Каракатица не удостоила ее ответом и уплыла, оставив беднягу в совершенной растерянности.
–Это просто немыслимо… Это про меня-то нельзя хоть что-нибудь подумать… Про меня, которая есть единственная на свете… Да ведь я…– сидя на стебле, потрясенно бормотала водомерка, пока ее вместе с этим стеблем не унесло в заросли камышей.
"Интересно, а думает ли про меня хоть кто-нибудь хоть что-нибудь?"– подумал Ром. Он обратился с этим вопросам к рыбам, но те лишь молча раздували боками, всецело занятые поеданием водорослей. Чайка, которую он спросил об этом же, вместо ответа схватила зазевавшуюся рыбку и унеслась, хлопая тяжелыми крыльями.
–Может быть, ты думаешь про меня? Хотя бы что-нибудь, хоть самую малость?– обратился Ром к раку, настороженно выглядывавшему из-под камня.
–Я думаю лишь о том, чем мне поживиться, и о том…– с этими словами рак на всякий случай попятился под камень.– О том, как бы мной кто-нибудь не поживился.
–И что же, я тебя нисколько не интересую?– с некоторой досадой спросил мальчик.
–Ну почему же, если ты готов угостить меня, то…
Ром швырнул под камень пригоршню песку. Оттуда – ни звука, только злобно и тревожно блеснули рачьи глаза.
–Ого-го,– сказал мальчик.– Что же это такое получается?! Выходит, что до меня никому нет дела, как до какой-нибудь водомерки!
–Я думаю о тебе,– раздался над рекой голос.– Я всегда думаю о тебе.
Это говорила Пекмата. С середины реки она была похожа на мирную горную гряду, возвышающуюся над разноцветными тенями Веев. Но стоило Рому взглянуть на нее от кромки берега, где волны, шипя, накатывались на песок, чтобы увидеть, как из ее черных ноздрей вырываются языки пламени, грозно блестят на лбу три серебряных рога, как воинственно поворачивается исполинская голова крокодила, растущая из спины Пекматы, а его темно-зеленый хвост, готовый нанести сокрушительный удар, простирается до самого горизонта. Хвост был густо унизан гигантскими шипами, с которых стекала тягучая, ядовито пахнущая жидкость.
–Да-а,– протянул Ром, разглядывая хвост.– Черным Всадникам не позавидуешь. Если они, конечно, здесь покажутся.
На противоположном берегу реки зазвенело железо и, словно из воздуха, один за другим стали возникать закованные в темные латы всадники. Их было не меньше сотни. Впереди на черном, клокочущем, как кипящая смола коне, сидел рыцарь с закрытыми глазами и неестественно высоким белым лбом без бровей. Несмотря на довольно сильный ветер, длинные светлые волосы рыцаря неподвижно лежали на его железных плечах. В правой руке он держал нечто вроде короткого толстого копья, а левой натягивал уздечку коня, очень похожего на волка или собаку. В небе стояло солнце, но в черных глазах животного отражался кривой месяц. Под седлами других всадников были такие же собакообразные кони. Роняя с тонких алых губ клочья пены, они хрипели и грызли острыми своими зубами уздечки, а всадники, с трудом их удерживали.
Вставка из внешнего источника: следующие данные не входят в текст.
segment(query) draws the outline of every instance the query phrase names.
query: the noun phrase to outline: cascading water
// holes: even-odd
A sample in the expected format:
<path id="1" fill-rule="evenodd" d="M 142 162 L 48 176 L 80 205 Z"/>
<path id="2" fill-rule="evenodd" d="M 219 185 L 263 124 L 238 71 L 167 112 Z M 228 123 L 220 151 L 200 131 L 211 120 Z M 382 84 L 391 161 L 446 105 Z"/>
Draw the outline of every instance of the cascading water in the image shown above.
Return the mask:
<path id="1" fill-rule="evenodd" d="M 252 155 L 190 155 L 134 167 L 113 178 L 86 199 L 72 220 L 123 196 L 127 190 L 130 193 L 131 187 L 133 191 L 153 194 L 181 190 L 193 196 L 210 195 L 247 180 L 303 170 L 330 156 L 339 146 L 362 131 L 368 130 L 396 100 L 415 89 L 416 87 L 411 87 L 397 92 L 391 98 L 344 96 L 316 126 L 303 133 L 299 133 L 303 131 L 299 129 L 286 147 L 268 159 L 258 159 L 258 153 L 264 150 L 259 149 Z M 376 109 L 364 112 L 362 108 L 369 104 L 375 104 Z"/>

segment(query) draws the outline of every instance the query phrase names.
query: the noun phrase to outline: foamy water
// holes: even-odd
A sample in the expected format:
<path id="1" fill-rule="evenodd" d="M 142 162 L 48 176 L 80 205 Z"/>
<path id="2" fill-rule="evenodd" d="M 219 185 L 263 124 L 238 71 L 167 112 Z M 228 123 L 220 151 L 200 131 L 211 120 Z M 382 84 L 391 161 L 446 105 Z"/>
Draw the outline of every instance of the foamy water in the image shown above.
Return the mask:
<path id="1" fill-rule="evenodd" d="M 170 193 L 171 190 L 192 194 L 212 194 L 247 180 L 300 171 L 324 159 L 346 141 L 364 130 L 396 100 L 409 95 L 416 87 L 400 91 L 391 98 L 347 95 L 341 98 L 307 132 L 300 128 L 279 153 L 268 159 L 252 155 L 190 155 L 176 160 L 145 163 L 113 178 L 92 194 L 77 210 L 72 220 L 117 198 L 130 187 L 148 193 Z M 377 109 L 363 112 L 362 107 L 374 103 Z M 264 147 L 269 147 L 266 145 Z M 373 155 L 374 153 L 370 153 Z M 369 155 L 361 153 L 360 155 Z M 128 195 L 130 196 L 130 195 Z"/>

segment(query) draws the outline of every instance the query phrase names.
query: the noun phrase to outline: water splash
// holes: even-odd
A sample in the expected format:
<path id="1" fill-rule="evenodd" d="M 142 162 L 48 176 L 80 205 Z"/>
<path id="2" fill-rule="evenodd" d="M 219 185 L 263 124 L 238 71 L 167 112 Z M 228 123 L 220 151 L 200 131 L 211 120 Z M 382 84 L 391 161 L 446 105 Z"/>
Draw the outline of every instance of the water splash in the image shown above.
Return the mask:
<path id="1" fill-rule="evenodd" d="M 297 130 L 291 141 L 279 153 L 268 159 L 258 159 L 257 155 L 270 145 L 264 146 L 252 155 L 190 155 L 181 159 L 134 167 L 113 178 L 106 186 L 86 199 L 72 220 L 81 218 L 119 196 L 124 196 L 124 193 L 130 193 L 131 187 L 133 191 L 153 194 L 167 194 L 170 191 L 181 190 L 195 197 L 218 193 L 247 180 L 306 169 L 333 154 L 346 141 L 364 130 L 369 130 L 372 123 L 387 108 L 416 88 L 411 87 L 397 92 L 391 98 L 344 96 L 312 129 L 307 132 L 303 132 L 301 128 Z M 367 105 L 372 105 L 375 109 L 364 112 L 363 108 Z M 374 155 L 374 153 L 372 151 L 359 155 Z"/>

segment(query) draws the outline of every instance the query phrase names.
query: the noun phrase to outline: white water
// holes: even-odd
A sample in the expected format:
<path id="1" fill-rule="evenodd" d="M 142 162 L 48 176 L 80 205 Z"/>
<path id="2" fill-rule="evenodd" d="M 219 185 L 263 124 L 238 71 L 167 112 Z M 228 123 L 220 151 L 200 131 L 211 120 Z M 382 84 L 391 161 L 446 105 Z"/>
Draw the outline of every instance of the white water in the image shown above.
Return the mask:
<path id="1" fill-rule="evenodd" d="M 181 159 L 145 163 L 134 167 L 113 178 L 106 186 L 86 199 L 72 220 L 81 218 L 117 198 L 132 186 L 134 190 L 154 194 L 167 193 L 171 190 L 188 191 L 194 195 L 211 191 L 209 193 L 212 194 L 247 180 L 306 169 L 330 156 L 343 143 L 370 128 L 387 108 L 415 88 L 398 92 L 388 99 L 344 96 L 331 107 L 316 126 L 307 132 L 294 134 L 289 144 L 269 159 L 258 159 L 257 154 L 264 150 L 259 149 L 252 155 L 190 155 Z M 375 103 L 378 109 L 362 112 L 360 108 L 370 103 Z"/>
Но вот безбровый рыцарь поднял руку, и несколько всадников с гиканьем ринулись через реку. Их страшные кони летели, не касаясь копытами воды. Всадники метнули в Пекмату копья. Но эти копья вспыхнули и осыпались с ее боков, как осыпаются в седой прах сухие сосновые иголки, попавшие на раскаленные угли костра. Скачущие над водой выхватили из ножен пронзительно взвизгнувшие кривые сабли и миновали уже середину реки, но тут их настиг удар крокодильего хвоста. Все вокруг вздрогнуло, воздух потемнел. То, что мгновение назад было всадниками, обратилось в черные клубки, которые побежали в разные стороны. Вода в реке зашипела, и Рома сначала пронзил нестерпимый холод, а потом он почувствовал то покалывание, какое бывает, когда отлежишь руку или ногу.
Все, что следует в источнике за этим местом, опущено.